You would think Washington Post columnist Max Boot knows the basics about China, but his latest column gives me doubt. That column on atheism and politics posits: “Most of China’s 1.4 billion people have no religious affiliation, and fewer than 7 percent are monotheists. Is there any reason to believe that China is a less moral place than the United States, where 70.6 percent profess to be Christians?”
Well yes, Max, I would suggest there are many reasons to believe so.
Boot’s argument is that moral political leadership and atheism are more natural partners than moral political leadership and religion. But China utterly defeats that contention.
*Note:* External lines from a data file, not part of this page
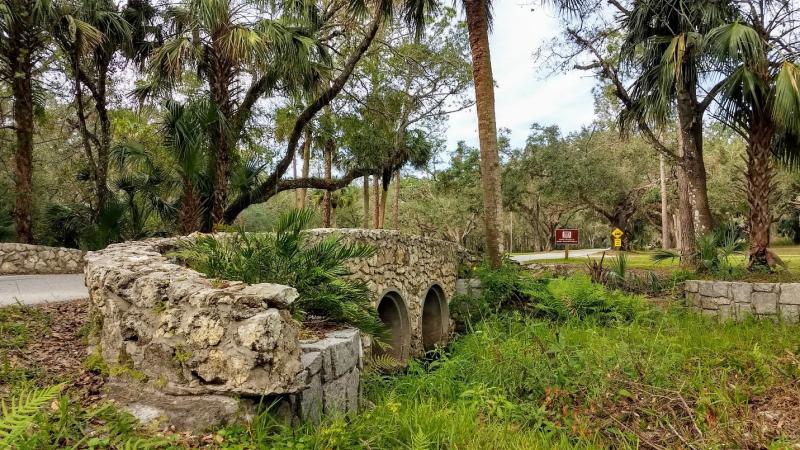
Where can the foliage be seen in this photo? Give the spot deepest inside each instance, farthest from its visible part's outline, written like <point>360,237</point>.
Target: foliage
<point>518,382</point>
<point>714,250</point>
<point>316,269</point>
<point>19,414</point>
<point>559,299</point>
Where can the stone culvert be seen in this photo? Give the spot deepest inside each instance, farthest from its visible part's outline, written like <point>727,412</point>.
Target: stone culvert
<point>176,341</point>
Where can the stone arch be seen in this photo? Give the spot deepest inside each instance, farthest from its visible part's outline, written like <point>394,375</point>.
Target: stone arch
<point>435,317</point>
<point>393,312</point>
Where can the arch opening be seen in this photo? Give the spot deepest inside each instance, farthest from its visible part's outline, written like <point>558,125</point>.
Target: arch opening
<point>394,315</point>
<point>435,318</point>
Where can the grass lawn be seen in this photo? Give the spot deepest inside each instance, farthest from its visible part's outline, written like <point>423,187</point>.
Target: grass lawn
<point>643,259</point>
<point>667,379</point>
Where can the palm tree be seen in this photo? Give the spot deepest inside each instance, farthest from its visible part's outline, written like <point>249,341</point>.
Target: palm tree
<point>90,53</point>
<point>24,35</point>
<point>478,24</point>
<point>226,42</point>
<point>761,101</point>
<point>664,45</point>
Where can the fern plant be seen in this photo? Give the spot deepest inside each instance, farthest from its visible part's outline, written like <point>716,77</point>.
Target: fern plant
<point>20,413</point>
<point>317,270</point>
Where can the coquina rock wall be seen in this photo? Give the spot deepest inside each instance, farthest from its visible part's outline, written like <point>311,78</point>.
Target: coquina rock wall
<point>410,270</point>
<point>737,300</point>
<point>195,352</point>
<point>24,259</point>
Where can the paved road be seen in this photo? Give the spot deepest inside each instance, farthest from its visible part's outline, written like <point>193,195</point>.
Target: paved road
<point>559,254</point>
<point>36,289</point>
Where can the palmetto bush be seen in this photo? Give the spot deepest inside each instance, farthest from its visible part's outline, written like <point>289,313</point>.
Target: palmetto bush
<point>317,270</point>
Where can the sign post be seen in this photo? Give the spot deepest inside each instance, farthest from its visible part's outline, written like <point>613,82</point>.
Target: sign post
<point>567,236</point>
<point>617,235</point>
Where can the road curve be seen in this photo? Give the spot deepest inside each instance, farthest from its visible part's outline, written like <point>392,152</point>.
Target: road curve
<point>38,289</point>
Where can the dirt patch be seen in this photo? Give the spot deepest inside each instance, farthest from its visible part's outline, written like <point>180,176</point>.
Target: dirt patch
<point>54,348</point>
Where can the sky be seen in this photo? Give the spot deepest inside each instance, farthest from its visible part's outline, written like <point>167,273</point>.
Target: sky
<point>522,95</point>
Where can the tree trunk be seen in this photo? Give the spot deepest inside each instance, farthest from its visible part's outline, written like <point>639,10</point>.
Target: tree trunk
<point>326,196</point>
<point>222,143</point>
<point>306,165</point>
<point>190,209</point>
<point>690,124</point>
<point>365,194</point>
<point>376,193</point>
<point>22,90</point>
<point>685,212</point>
<point>665,225</point>
<point>396,203</point>
<point>478,29</point>
<point>759,189</point>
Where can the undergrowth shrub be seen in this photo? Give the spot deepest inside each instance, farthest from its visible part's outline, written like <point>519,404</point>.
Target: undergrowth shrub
<point>316,270</point>
<point>510,288</point>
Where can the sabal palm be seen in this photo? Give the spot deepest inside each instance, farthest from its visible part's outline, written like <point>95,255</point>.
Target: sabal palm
<point>24,34</point>
<point>761,101</point>
<point>90,34</point>
<point>225,42</point>
<point>663,45</point>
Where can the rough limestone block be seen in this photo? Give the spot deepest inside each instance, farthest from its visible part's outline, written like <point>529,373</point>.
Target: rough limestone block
<point>790,294</point>
<point>323,346</point>
<point>154,408</point>
<point>341,394</point>
<point>714,288</point>
<point>312,362</point>
<point>743,310</point>
<point>723,300</point>
<point>345,353</point>
<point>708,303</point>
<point>766,287</point>
<point>726,312</point>
<point>790,313</point>
<point>740,292</point>
<point>310,401</point>
<point>764,303</point>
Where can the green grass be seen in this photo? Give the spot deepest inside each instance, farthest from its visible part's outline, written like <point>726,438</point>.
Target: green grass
<point>521,383</point>
<point>662,379</point>
<point>642,259</point>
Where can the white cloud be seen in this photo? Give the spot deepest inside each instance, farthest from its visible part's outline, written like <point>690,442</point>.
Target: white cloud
<point>522,97</point>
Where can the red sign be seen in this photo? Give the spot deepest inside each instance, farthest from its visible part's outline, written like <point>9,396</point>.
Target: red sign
<point>567,236</point>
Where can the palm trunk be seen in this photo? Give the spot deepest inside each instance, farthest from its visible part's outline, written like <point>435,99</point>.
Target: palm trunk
<point>376,192</point>
<point>22,90</point>
<point>396,203</point>
<point>665,225</point>
<point>759,189</point>
<point>306,166</point>
<point>221,142</point>
<point>478,29</point>
<point>685,212</point>
<point>190,209</point>
<point>690,123</point>
<point>365,194</point>
<point>326,196</point>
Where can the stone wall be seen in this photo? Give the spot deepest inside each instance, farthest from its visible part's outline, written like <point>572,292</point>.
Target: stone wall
<point>408,266</point>
<point>176,341</point>
<point>24,259</point>
<point>737,300</point>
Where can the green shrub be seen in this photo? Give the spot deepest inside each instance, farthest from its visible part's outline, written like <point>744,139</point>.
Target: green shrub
<point>316,270</point>
<point>510,288</point>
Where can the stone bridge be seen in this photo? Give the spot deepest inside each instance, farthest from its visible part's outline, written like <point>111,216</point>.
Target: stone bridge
<point>412,279</point>
<point>180,342</point>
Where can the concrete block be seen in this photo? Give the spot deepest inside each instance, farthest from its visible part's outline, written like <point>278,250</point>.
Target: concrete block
<point>764,302</point>
<point>740,292</point>
<point>790,294</point>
Most obviously, China’s majority atheism is not defined by citizen choices. Rather, it is defined by a Communist Party which educates its citizens to view religion as antithetical to patriotism. Yes, some religious worship is tolerated in China, but it is very closely monitored by the state. Nor is religious worship an easy choice in a nation where absolute fealty to the party is a necessity for social mobility.
There’s a terrible irony to Boot’s argument here. After all, as attested by Xi Jinping’s brutal subjugation of more than 1 million Muslims in western China, religion is the great victim of political authority in China. But the ideological connection point between China’s anti-religious governance and its broader authoritarianism cannot be discounted here. At its most basic level, religious worship is an act of individual freedom in companionship with other individuals. But such freedom is repugnant to the Chinese communists. In China, it is the state, not the individual, which is the rightful master of destiny.
So, yes, Max, there is much reason to believe China is a less moral place than the United States.
For Boot’s argument to work, the U.S. government would have to be throwing atheists into re-education concentration camps, teaching children that atheism is unpatriotic, and limiting opportunity to those of religious faith. I don’t see that happening. Do you?